Thursday, February 11, 2021

William H. Gass

Born (1924) in Fargo, North Dakota, William H(oward) Gass grew up in Warren, Ohio, and graduated from Kenyon College in 1947, after serving two years as an ensign in the U.S. Navy. He received a Ph.D. in philosophy from Cornell in1954, specializing in the theory of metaphor, and then taught philosophy at Purdue from 1954 to 1969, when he moved to Washington University in St. Louis, where in 1979 he became David May Distinguished University Professor in the Humanities. Interested primarily in language and aesthetics, Gass began writing difficult fiction; he said of his first book, the novel Omensetter's Luck (1966), that he wrote it "to not have readers, while still deserving them." His essays make similar demands on readers and have been collected in Fiction and the Figures of Life (1970), The World Within the World (1978), and the National Book Critics Circle Award winners Habitations of the Word (1985) and Finding a Form (1996). The influence of Gertrude Stein (and her notion of "pure composition") can be seen in his philosophical meditation On Being Blue (1976). Gass has also published several volumes of fiction, including the well-known In the Heart of the Heart of the Country (1968) and a long-awaited novel, The Tunnel (1995).
- p. 576, The Best American Essays of the Century.

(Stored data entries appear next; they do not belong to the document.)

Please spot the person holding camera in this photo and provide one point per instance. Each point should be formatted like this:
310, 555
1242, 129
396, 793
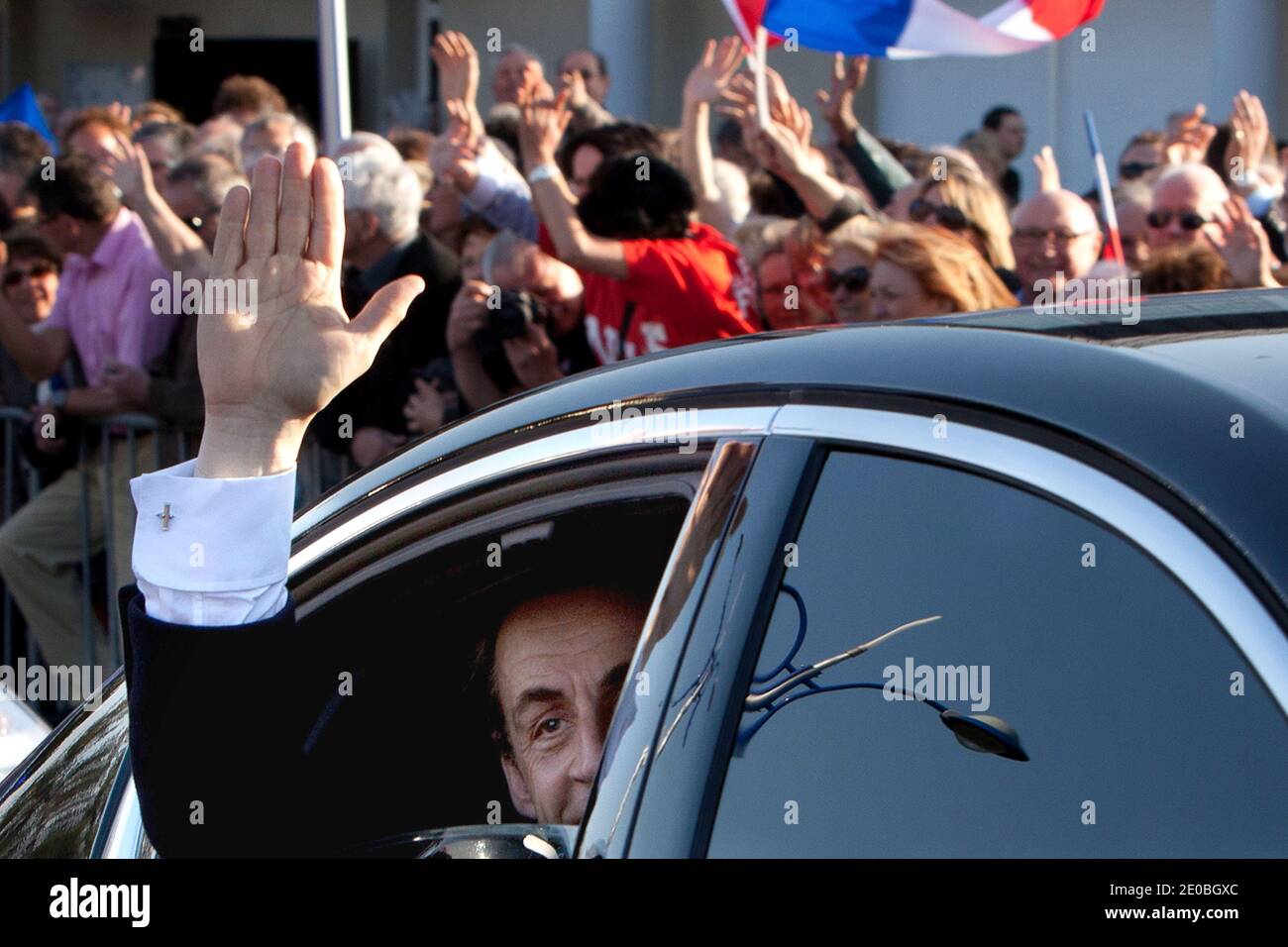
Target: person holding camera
516, 328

WILLIAM H. GASS is the author of seven books of fiction and nonfiction, including Omensetter's Luck, In the Heart of the Heart of the Country, On Being Blue, and The World Within the Word. He is the David May Distinguished University Professor in the Humanities at Washington University in St. Louis. His recent collection of essays, Habitations of the Word, won the 1986 National Book Critics Circle Award for Criticism.
- p. 284, The Best American Essays 1986.